Animal investigators have collected footage that shows cattle being slaughtered around the world with practices that violate standard animal welfare laws. Videos show absolute chaos, with animals being dragged, beaten, having their throats cut with blunt knives and being thrown into mass graves. Some of them are still alive hours later and die in agony. Australian Livestock Exporters Council Chief Executive Alison Penfold said she was “distraught and disgusted” by the footage. Australian Agriculture Minister Joe Ludwig described it as “sickening.” Live exports from some countries have been suspended indefinitely.

Live export ships can break down before arriving at their destination.
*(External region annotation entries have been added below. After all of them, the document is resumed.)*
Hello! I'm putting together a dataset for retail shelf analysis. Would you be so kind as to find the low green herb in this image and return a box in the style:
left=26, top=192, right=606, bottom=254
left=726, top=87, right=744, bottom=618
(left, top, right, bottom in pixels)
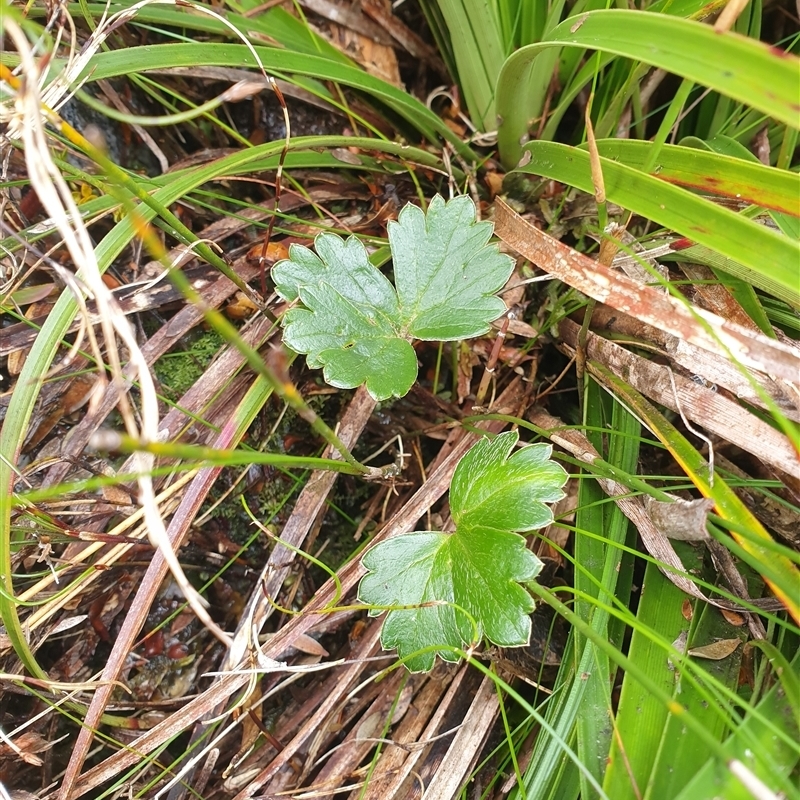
left=272, top=195, right=514, bottom=400
left=272, top=195, right=567, bottom=672
left=358, top=431, right=567, bottom=672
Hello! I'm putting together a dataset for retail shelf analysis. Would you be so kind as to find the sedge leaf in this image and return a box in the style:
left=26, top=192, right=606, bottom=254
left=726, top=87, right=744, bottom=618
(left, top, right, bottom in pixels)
left=272, top=195, right=513, bottom=400
left=359, top=431, right=567, bottom=672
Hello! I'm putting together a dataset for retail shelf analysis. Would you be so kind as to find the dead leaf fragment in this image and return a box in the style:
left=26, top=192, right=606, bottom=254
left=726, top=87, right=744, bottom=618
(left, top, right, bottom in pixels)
left=720, top=608, right=746, bottom=628
left=643, top=496, right=714, bottom=542
left=689, top=639, right=742, bottom=661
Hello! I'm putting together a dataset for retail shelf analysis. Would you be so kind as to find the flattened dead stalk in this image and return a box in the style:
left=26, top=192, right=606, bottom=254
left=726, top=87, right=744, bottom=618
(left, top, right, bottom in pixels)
left=4, top=19, right=229, bottom=656
left=495, top=198, right=800, bottom=383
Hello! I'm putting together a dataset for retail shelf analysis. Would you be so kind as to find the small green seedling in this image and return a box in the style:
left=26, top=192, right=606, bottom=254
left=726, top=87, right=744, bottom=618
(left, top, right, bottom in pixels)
left=272, top=195, right=514, bottom=400
left=358, top=431, right=567, bottom=672
left=272, top=195, right=567, bottom=672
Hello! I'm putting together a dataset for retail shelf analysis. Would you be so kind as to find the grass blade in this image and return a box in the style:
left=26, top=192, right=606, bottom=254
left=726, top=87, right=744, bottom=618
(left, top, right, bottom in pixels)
left=497, top=9, right=800, bottom=168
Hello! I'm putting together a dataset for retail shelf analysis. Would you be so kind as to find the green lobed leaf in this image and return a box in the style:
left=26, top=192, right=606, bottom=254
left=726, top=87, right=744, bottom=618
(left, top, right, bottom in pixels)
left=450, top=433, right=565, bottom=532
left=358, top=431, right=567, bottom=672
left=272, top=195, right=513, bottom=400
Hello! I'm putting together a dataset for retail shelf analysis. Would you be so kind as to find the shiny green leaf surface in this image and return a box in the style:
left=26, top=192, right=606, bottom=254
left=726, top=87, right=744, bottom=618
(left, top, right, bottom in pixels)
left=359, top=431, right=567, bottom=672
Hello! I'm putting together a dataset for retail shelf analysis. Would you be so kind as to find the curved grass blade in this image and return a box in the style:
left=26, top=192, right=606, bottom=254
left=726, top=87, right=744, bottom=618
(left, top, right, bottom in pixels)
left=496, top=9, right=800, bottom=168
left=70, top=42, right=480, bottom=162
left=516, top=142, right=800, bottom=306
left=589, top=362, right=800, bottom=622
left=581, top=139, right=800, bottom=217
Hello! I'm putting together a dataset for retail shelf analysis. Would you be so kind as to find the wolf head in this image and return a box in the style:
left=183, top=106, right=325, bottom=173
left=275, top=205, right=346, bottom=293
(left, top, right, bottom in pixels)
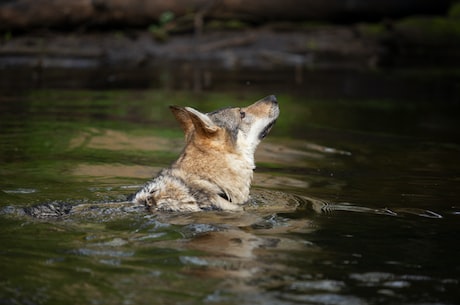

Often, these ships are towed back to their original port, where they can sit in dock for weeks before the decision is made to unload the animals. In the meantime, the animals aboard are dying because of extreme temperatures or diseases caused by viruses and stress.

An environmental hazard

If the suffering of millions of animals on live export ships every year isn’t a good enough reason to support a ban, a new case study by PETA Australia should be. Focusing on the environmental impact of the live export industry, this detailed report reveals that the live export trade is among the top 40 CO2 emitters in Australia. It is calculated that bringing this industry to an end would be the equivalent of removing 320,000 cars from Australia’s roads. That’s approximately 2 % of all the vehicles in Australia.

From the moment animals leave the farm, a path of environmental destruction is carved. Cattle and sheep may be transported thousands of kilometers by truck as the empty ships journey back to their home countries to collect their next cargo. The entire process racks up a high level of CO2 emissions.

Assuming one million head of cattle a year, 20 kilograms (44 pounds) of excrement per head per day, an average voyage time of 10 days, and vessel loading and unloading times of five days, something on the order of 300,000 tons of excrement is pumped into the sea during these voyages each year. A similar calculation for sheep, voyaging more typically for 20 days, would add a further 85,000 tons.

A human hazard

Based on death rates for 2015, Australian live export voyages would have resulted in approximately 12,500 sheep and 1,300 cattle carcasses being disposed of at sea ( The Maritime Executive, 11/5/2016). Rules regarding how and where carcasses can be disposed state that no carcass is to be disposed of within 100 nautical miles of the nearest land unless it has been passed through a grinder or has been slit to open the thoracic and abdominal cavities. According to journalists and witnesses, ship’s officers are not aware of when crew members are throwing carcasses overboard.

In addition to environmental costs and the hazards to humans, when we talk about live export, we are talking about living beings who are being terrorized, treated like garbage and eventually brutally killed. Would you allow this to happen to your dogs or cats, or any pets you have at home? If not, why would you allow it to happen to other innocent animals?

When you support live export, you support terror and suffering. There is no amount of money that can justify this horrific treatment of our fellow sentient beings. Federal law prohibits cruelty to domestic animals. They should be extended to prohibit extreme cruelty in the treatment of farm animals. Please support a ban on live export. It’s not necessary, and it is animal cruelty.

Maria Protis is a former Civil Engineering Assistant at Seattle City Light.